Ernst Amandus Theodor Litfaß (or Litfass; German pronunciation: [ˈlɪtfas]), (February 11, 1816 – December 27, 1874) was a German printer and publisher. His claim to fame rests on the invention of the free-standing cylindrical advertising column which bears his name in German (Litfaßsäule).
Born in Berlin, Litfaß took over his stepfather's business in 1845 and became the editor of a number of newspapers and pamphlets. As publisher, he completed, in 1858, the edition of the Oekonomische Encyklopädie (in 242 volumes), which had been started by Johann Georg Krünitz in 1773.
In 1854 Litfaß proposed putting up columns in the streets of Berlin for announcement and advertising purposes. Allegedly, he was disgusted by the unsystematic and ubiquitous posting of pamphlets, notices and other materials on walls, doors, fences and trees. In December of that year he was granted permission to erect such Annoncier-Säulen columns, and on July 1, 1855, the first 100 Litfaß-Säulen were presented in Berlin.

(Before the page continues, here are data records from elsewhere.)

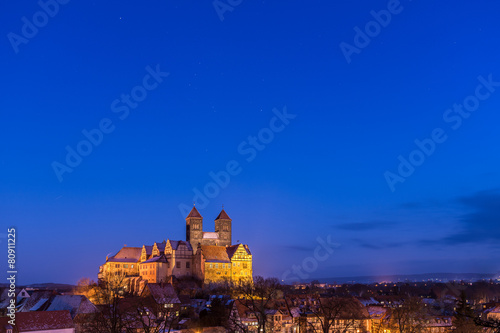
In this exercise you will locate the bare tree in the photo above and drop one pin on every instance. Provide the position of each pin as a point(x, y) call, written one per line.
point(148, 316)
point(112, 316)
point(408, 317)
point(335, 315)
point(257, 298)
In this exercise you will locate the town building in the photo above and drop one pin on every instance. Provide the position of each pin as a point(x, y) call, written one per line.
point(205, 255)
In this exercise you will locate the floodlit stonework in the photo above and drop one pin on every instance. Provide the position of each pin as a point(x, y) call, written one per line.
point(208, 256)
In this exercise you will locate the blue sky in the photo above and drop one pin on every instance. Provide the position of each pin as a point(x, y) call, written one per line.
point(321, 172)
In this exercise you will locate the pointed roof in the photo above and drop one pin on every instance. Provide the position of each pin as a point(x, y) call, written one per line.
point(223, 215)
point(194, 213)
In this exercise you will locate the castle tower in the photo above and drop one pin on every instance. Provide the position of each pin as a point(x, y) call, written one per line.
point(194, 228)
point(223, 228)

Litfaß had a monopoly on his advertising columns and grew rich fast. After his death in Wiesbaden in 1874, the idea of putting up Litfaßsäulen (Litfaß columns or Litfaß pillars) quickly spread to other German cities. Today, they can be found in other countries as well.

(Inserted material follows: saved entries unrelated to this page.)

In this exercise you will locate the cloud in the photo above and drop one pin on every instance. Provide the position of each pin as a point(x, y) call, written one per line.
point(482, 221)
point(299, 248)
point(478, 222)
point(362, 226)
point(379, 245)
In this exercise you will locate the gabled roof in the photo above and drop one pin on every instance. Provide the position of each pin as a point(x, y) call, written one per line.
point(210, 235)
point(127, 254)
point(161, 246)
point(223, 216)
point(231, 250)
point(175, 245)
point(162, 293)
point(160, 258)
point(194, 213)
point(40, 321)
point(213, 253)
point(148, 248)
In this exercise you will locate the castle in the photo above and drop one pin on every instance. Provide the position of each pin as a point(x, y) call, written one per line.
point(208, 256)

Later developments include the electrically powered slowly revolving Litfaß column; Litfaß columns that serve as vents for underground services; and the Litfaß column with a hidden door whose interior is used for storage purposes (tools for street sweeping, electrical appliances, etc.)

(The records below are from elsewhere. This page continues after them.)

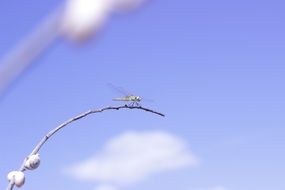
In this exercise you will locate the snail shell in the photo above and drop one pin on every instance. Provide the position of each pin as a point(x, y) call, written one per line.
point(17, 177)
point(33, 162)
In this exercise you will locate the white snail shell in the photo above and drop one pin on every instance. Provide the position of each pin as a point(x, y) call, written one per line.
point(17, 177)
point(33, 162)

- In the movie The Third Man, Harry Lime (played by Orson Welles) uses one of these columns as an escape route to the sewer system under Vienna.
- In the movie Gremlins 2, Billy Peltzer (played by Zach Galligan) and Daniel Clamp (played by John Glover), use one of these columns as an escape route from the Gremlin infested Clamp Building.
- In the movie Men in Black II, Agent K (played by Tommy Lee Jones) and Agent J (played by Will Smith), use a column as an escape route from an alien infested MiB Headquarters.
Note on the spelling
Litfaß is a proper name and thus not affected by the German spelling reform although the a in Litfaß is a short vowel and the following ß would otherwise have to be turned into an ss. Accordingly, Litfaß is still correct, while Litfass is acceptable in non-German contexts.